PANDEMIEBEDINGTE EINBUßE..
Kein Teamsportprogramm, viel technisches Know How (bei allem vorher registrieren und Präsenz anmelden, zB. für die Bib und Ausleihe). Kennlernprogramm alle online, keine Campus Konzerte/Veranstaltungen.
DAS HABE ICH MITGENOMMEN..
England war nicht mein erster längerer Auslandsaufenthalt, aber meine erste Auslandsstudiumerfahrung! Sprachtechnisch habe ich Fortschritte gemacht, aber erkenne auch, dass da noch vieeel Luft nach oben ist va. die verschiedenen Akzente (derzeit wohne ich mit 3 walisischen Menschen und einer Irin zusammen) machen es nicht einfacher aber aufregender! Ich denke man muss sprachtechnisch sehr viel Geduld mit sich selbst haben und sich an den kleinen Schritten die man macht erfreuen! Vor allem im Debate Club fiel mir auf, dass ich mich unter Zeitdruck (1Min 30) zu einem hochpolitischen Thema zu äußern einiges abverlangt und noch nicht easy von der hand geht haha. Das fällt einem ja manchmal sogar auf deutsch schwer.

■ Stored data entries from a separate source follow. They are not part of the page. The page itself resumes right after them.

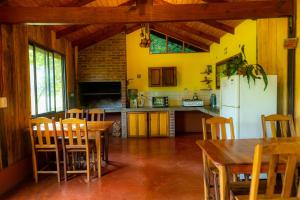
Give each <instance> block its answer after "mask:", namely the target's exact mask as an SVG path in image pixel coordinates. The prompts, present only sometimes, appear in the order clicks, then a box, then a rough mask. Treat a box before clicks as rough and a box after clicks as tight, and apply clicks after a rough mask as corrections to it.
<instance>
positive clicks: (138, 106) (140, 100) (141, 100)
mask: <svg viewBox="0 0 300 200" xmlns="http://www.w3.org/2000/svg"><path fill="white" fill-rule="evenodd" d="M137 104H138V107H139V108H143V107H144V106H145V97H144V95H143V94H139V95H138V98H137Z"/></svg>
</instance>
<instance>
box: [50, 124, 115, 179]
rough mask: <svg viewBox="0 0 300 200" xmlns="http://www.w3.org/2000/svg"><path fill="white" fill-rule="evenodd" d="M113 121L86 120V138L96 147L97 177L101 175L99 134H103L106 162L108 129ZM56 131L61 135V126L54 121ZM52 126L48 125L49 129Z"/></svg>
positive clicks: (107, 147) (106, 157) (100, 153)
mask: <svg viewBox="0 0 300 200" xmlns="http://www.w3.org/2000/svg"><path fill="white" fill-rule="evenodd" d="M113 123H114V121H87V129H88V138H89V140H95V143H96V149H97V167H98V177H101V135H104V139H105V148H104V149H105V150H104V151H105V152H104V153H105V155H104V157H105V159H104V160H105V161H106V162H108V140H109V134H108V130H109V129H110V128H111V127H112V125H113ZM55 125H56V132H57V136H58V137H60V136H62V131H61V126H60V123H59V122H56V124H55ZM52 130H53V128H51V126H49V131H52Z"/></svg>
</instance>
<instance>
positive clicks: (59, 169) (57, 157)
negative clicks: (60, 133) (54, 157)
mask: <svg viewBox="0 0 300 200" xmlns="http://www.w3.org/2000/svg"><path fill="white" fill-rule="evenodd" d="M55 153H56V170H57V181H58V182H59V183H60V167H59V154H58V149H56V151H55Z"/></svg>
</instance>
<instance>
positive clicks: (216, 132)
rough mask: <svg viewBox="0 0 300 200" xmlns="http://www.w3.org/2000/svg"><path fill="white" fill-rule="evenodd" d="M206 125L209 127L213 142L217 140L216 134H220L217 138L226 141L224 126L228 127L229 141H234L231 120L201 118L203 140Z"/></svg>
mask: <svg viewBox="0 0 300 200" xmlns="http://www.w3.org/2000/svg"><path fill="white" fill-rule="evenodd" d="M206 124H209V125H210V127H211V138H212V139H213V140H217V139H218V133H219V132H220V135H219V138H220V139H222V140H226V139H227V133H226V124H229V126H230V136H231V139H235V135H234V128H233V120H232V118H231V117H230V118H224V117H212V118H209V119H205V118H202V129H203V139H204V140H206V139H207V130H206Z"/></svg>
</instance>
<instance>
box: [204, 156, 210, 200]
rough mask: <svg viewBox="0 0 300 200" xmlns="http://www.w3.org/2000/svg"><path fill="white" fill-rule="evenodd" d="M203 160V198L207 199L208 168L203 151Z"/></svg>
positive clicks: (207, 197)
mask: <svg viewBox="0 0 300 200" xmlns="http://www.w3.org/2000/svg"><path fill="white" fill-rule="evenodd" d="M202 160H203V187H204V199H205V200H208V199H209V187H210V186H209V169H208V164H207V157H206V155H205V153H204V152H202Z"/></svg>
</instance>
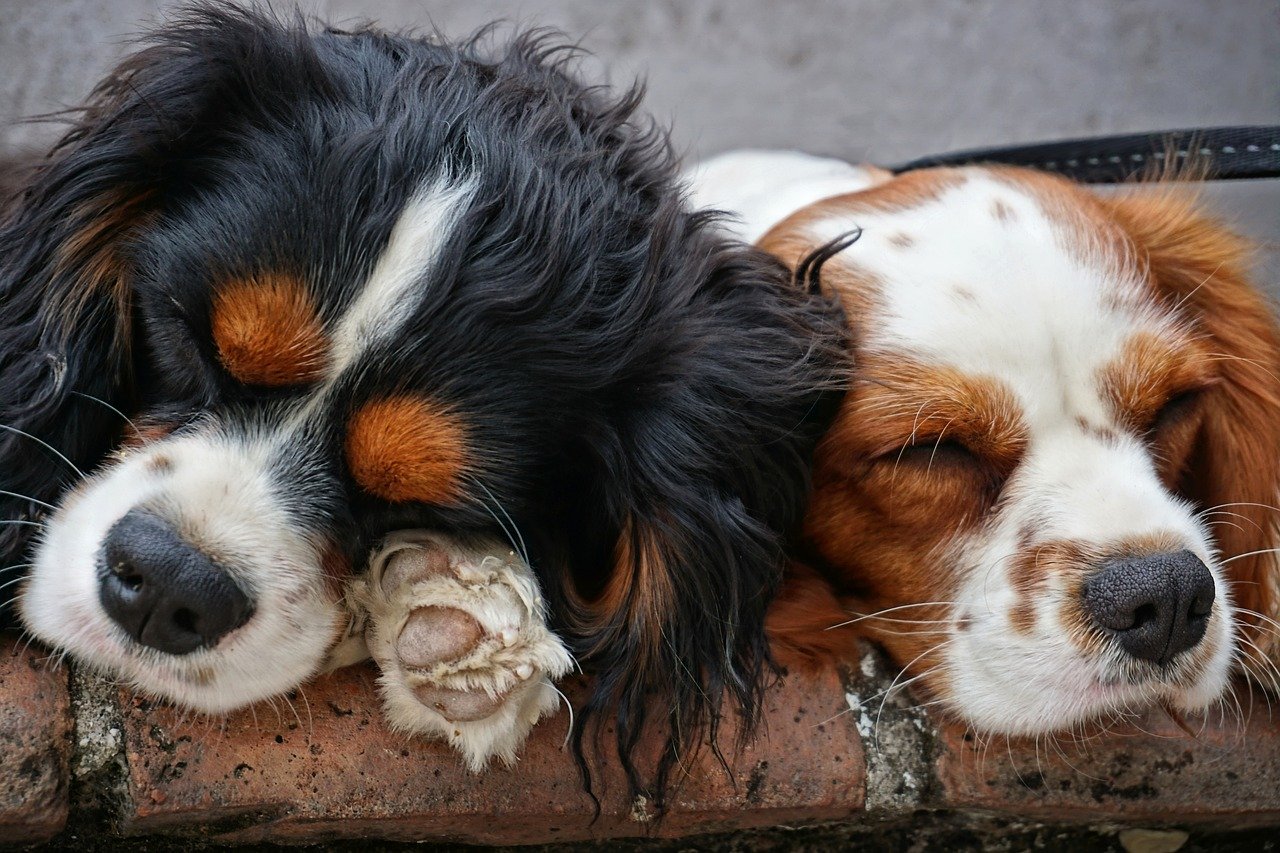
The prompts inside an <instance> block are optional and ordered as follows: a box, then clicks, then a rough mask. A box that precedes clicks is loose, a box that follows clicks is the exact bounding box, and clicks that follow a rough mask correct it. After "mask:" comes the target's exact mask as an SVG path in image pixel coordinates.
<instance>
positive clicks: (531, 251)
mask: <svg viewBox="0 0 1280 853" xmlns="http://www.w3.org/2000/svg"><path fill="white" fill-rule="evenodd" d="M570 56H571V54H570V53H568V51H564V50H563V49H561V47H558V46H556V45H554V44H552V42H549V41H548V40H547V38H545V37H539V36H524V37H518V38H516V40H513V41H511V42H509V44H507V45H504V46H498V47H493V46H489V44H488V41H486V40H485V38H475V40H471V41H465V42H462V44H445V42H444V41H442V40H438V38H433V40H424V38H416V37H407V36H401V35H388V33H383V32H378V31H374V29H361V31H357V32H338V31H332V29H330V31H324V32H311V31H308V29H307V27H305V26H301V24H289V23H280V22H278V20H274V19H269V18H266V17H264V15H260V14H257V13H250V12H242V10H233V9H224V8H215V9H207V8H201V9H195V10H189V12H188V13H186V14H184V17H183V18H182V19H180V20H178V22H175V23H173V24H172V26H169V27H168V28H165V29H163V31H161V32H159V33H157V35H155V36H154V37H152V38H151V41H150V44H148V45H147V46H145V47H143V49H142V50H141V51H140V53H136V54H134V55H133V56H131V58H129V59H128V60H125V61H124V64H123V65H122V67H120V68H118V69H116V72H115V73H114V74H113V76H110V77H109V78H108V79H106V81H104V82H102V83H101V85H100V86H99V88H97V90H96V92H95V95H93V96H92V99H91V101H90V104H88V106H87V108H86V109H84V110H83V114H82V118H81V119H79V120H78V123H77V124H76V127H74V128H73V129H72V132H70V133H69V134H68V136H67V137H65V138H64V140H63V141H61V142H60V143H59V145H58V146H56V149H55V150H54V151H52V154H51V155H50V156H49V158H47V160H45V161H44V163H42V164H41V165H40V167H38V169H37V170H36V172H35V174H33V177H32V178H31V179H29V181H27V182H26V183H24V186H23V187H22V188H20V192H19V195H18V196H17V197H15V199H14V200H13V204H12V205H10V210H9V214H8V215H6V216H5V218H4V220H3V225H0V489H3V492H0V516H3V517H4V519H5V521H4V524H3V525H0V557H3V560H4V565H5V566H13V567H10V569H9V570H8V571H9V573H10V578H14V576H17V574H23V575H24V576H26V580H24V583H20V584H17V585H10V592H13V590H17V593H18V607H17V612H18V615H19V616H20V619H22V621H23V622H24V625H26V628H27V629H28V630H29V631H31V633H32V634H35V635H36V637H37V638H40V639H41V640H44V642H46V643H49V644H50V646H54V647H56V648H59V649H65V651H67V652H69V653H70V654H72V656H74V657H76V658H77V660H79V661H83V662H86V663H88V665H92V666H96V667H100V669H102V670H106V671H109V672H111V674H115V675H118V676H123V678H125V679H127V680H128V681H129V683H132V684H133V685H134V686H136V688H137V689H138V690H141V692H145V693H148V694H157V695H161V697H168V698H170V699H173V701H174V702H177V703H180V704H183V706H188V707H192V708H197V710H204V711H207V712H215V713H216V712H223V711H227V710H230V708H236V707H239V706H244V704H248V703H252V702H255V701H257V699H261V698H265V697H270V695H274V694H279V693H282V692H287V690H291V689H292V688H294V686H297V685H298V684H300V683H302V681H303V680H306V679H307V678H310V676H311V675H314V674H316V672H317V671H319V670H320V669H323V667H324V666H325V662H326V660H330V661H332V660H334V658H337V660H339V661H340V660H348V658H349V657H356V656H358V654H360V653H362V651H364V649H362V648H357V649H356V654H355V656H352V654H349V653H348V652H349V651H351V649H349V647H351V646H352V642H349V640H351V637H349V626H351V622H352V620H351V613H352V612H355V613H356V621H357V625H358V626H360V629H361V630H360V631H357V634H358V633H362V634H364V637H365V638H367V640H369V648H370V651H371V652H372V653H374V656H375V657H376V658H378V660H379V662H380V663H381V666H383V670H384V678H383V684H384V690H385V698H387V701H388V706H389V710H390V712H392V716H393V721H394V722H397V724H398V725H401V726H403V727H407V729H411V730H416V731H426V733H435V734H438V735H440V736H444V738H447V739H449V740H452V742H453V743H454V745H456V747H458V748H460V749H462V751H463V752H465V753H466V754H467V757H468V758H470V761H471V763H472V766H475V767H480V766H483V765H484V763H485V762H486V760H488V758H489V757H492V756H498V757H500V758H506V760H509V758H511V757H512V754H513V751H515V749H516V747H518V744H520V743H521V742H522V739H524V736H525V734H526V733H527V730H529V727H530V726H531V725H532V724H534V722H535V721H536V720H538V717H539V716H540V715H541V713H544V712H545V711H547V710H548V708H549V707H553V706H554V699H556V695H554V690H553V688H552V685H550V680H552V679H554V678H556V676H557V675H559V674H562V672H563V671H564V670H566V669H567V667H568V666H570V665H571V658H570V652H572V654H573V656H576V657H577V660H579V661H581V662H582V663H584V665H585V666H589V667H591V669H594V670H595V671H596V672H598V675H599V678H598V681H596V685H598V686H596V688H595V693H594V695H593V698H591V699H590V701H589V703H588V707H586V708H584V711H586V712H588V713H590V712H593V711H594V712H599V711H609V712H611V713H613V715H616V724H617V735H618V739H620V747H621V749H622V754H630V751H631V748H632V747H634V745H635V744H636V740H637V736H639V735H640V733H641V731H643V730H645V729H646V726H648V724H650V722H653V720H650V719H649V716H648V712H646V708H648V707H653V706H652V704H650V701H658V702H662V703H663V704H662V706H660V707H663V708H664V711H663V712H662V715H660V716H662V717H663V719H662V720H660V722H663V724H667V725H669V730H671V731H672V733H675V734H672V735H671V740H669V743H668V749H667V751H666V752H664V753H663V754H664V757H663V762H662V763H660V765H659V768H658V771H657V772H658V779H659V780H660V779H662V776H663V775H664V772H666V768H667V767H669V766H671V765H672V762H673V761H675V758H676V757H677V754H678V752H680V748H681V745H689V744H692V743H696V742H698V740H699V739H700V738H701V736H703V734H704V733H705V730H707V727H708V726H710V727H712V729H714V722H716V720H717V719H718V715H719V707H721V701H722V697H723V695H726V694H727V695H728V697H730V701H731V702H732V703H733V704H735V706H736V707H737V708H740V710H741V712H742V713H744V715H745V717H746V722H748V726H746V727H748V729H749V727H750V721H751V719H753V716H754V713H755V711H756V710H758V703H759V695H760V689H762V676H763V674H764V670H765V669H767V666H768V653H767V649H765V644H764V633H763V617H764V611H765V607H767V606H768V602H769V599H771V597H772V594H773V592H774V588H776V585H777V583H778V580H780V574H781V564H782V537H783V534H785V532H786V530H787V529H788V528H790V526H791V525H792V524H794V523H795V521H796V520H797V519H799V515H800V512H801V510H803V505H804V498H805V493H806V485H808V459H809V455H810V451H812V447H813V444H814V442H815V439H817V435H818V434H819V433H820V432H822V427H823V425H824V420H826V418H827V416H828V415H829V409H831V406H829V403H831V400H829V396H831V393H829V392H828V391H826V388H828V387H829V384H831V378H832V377H835V375H837V374H838V369H837V362H838V360H840V359H841V355H840V353H841V351H842V339H841V333H840V329H841V327H842V323H841V320H840V316H838V314H837V309H836V307H835V306H832V305H831V304H828V302H826V301H822V300H820V298H817V297H814V296H812V295H808V293H804V292H800V291H797V289H794V288H792V287H791V286H790V280H788V278H787V274H786V273H785V272H783V269H782V268H781V266H780V265H778V264H776V263H774V261H772V260H769V259H767V257H765V256H763V255H760V254H756V252H755V251H754V250H749V248H745V247H742V246H739V245H735V243H730V242H726V238H723V237H721V236H718V233H717V231H716V228H714V223H713V220H712V219H709V218H708V216H707V215H704V214H695V213H690V210H689V209H687V207H686V206H685V204H684V201H682V193H681V188H680V186H678V183H677V181H678V179H677V173H676V167H675V161H673V158H672V155H671V152H669V150H668V143H667V140H666V137H664V136H663V133H662V132H660V131H657V129H654V128H653V127H652V126H650V124H649V123H648V122H645V120H641V119H640V118H637V115H636V101H637V95H636V93H635V92H632V93H628V95H625V96H622V97H620V99H612V97H611V96H608V95H607V93H605V92H602V91H600V90H599V88H593V87H588V86H585V85H584V83H582V82H580V81H579V79H576V78H575V77H573V74H572V73H571V70H568V69H567V68H566V61H570ZM370 555H374V556H372V560H371V564H370ZM24 564H29V569H28V567H27V566H24ZM369 565H371V569H370V570H369V571H365V567H366V566H369ZM543 596H545V599H547V603H545V605H544V603H543ZM344 638H347V639H346V640H344ZM360 639H361V638H360V637H356V639H355V644H356V646H357V647H358V646H360ZM666 710H669V713H668V711H666ZM580 731H581V727H580ZM628 772H631V779H632V783H634V784H640V779H641V776H644V772H643V771H636V770H632V768H630V767H628Z"/></svg>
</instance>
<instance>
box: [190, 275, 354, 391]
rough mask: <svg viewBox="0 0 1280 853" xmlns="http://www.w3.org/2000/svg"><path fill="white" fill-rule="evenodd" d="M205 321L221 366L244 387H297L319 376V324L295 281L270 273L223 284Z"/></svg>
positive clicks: (289, 277) (325, 359)
mask: <svg viewBox="0 0 1280 853" xmlns="http://www.w3.org/2000/svg"><path fill="white" fill-rule="evenodd" d="M210 319H211V324H212V336H214V343H215V345H216V346H218V355H219V357H220V359H221V361H223V365H224V366H225V368H227V371H228V373H230V374H232V375H233V377H236V379H238V380H239V382H243V383H244V384H250V386H266V387H273V388H275V387H283V386H296V384H301V383H305V382H312V380H315V379H317V378H319V377H320V375H321V374H323V373H324V368H325V364H326V362H328V355H329V342H328V341H326V339H325V336H324V324H323V323H321V321H320V316H319V314H317V313H316V307H315V304H314V301H312V298H311V295H310V293H308V291H307V287H306V284H305V283H303V282H302V279H300V278H297V277H296V275H289V274H283V273H271V274H264V275H253V277H247V278H241V279H236V280H232V282H228V283H225V284H223V286H221V287H220V288H218V293H216V296H215V297H214V307H212V314H211V318H210Z"/></svg>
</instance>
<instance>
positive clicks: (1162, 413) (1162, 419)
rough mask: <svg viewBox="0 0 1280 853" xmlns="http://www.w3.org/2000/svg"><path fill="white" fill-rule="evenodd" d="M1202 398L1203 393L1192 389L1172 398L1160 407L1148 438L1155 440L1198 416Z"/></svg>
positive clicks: (1147, 432)
mask: <svg viewBox="0 0 1280 853" xmlns="http://www.w3.org/2000/svg"><path fill="white" fill-rule="evenodd" d="M1201 396H1202V391H1201V389H1199V388H1192V389H1189V391H1183V392H1180V393H1176V394H1174V396H1172V397H1170V398H1169V400H1167V401H1166V402H1165V405H1164V406H1161V407H1160V411H1157V412H1156V416H1155V418H1152V419H1151V425H1149V427H1148V428H1147V438H1148V439H1155V438H1158V437H1160V435H1162V434H1166V433H1169V432H1170V430H1172V429H1176V428H1178V427H1181V425H1183V424H1184V423H1185V421H1187V420H1189V419H1190V416H1192V415H1194V414H1196V411H1197V407H1198V403H1199V401H1201Z"/></svg>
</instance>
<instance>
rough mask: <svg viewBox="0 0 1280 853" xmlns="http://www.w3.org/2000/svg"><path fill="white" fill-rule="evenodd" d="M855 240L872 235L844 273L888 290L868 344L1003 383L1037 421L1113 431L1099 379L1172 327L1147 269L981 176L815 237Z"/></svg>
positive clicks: (848, 214)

Am Ende freu ich mich einfach über all die neuen Kontakte, die sich ergeben haben, über viele tiefe Gespräche und interessante Debatten, über spannende Seminarthemen, die unglaublich tolle britische Höflichkeit wenn man lost am Bahnhof ist und meine bestandenen Noten, sowie über die Tatsache das sich eine Verbindung zu dem Land in mir aufgebaut hat.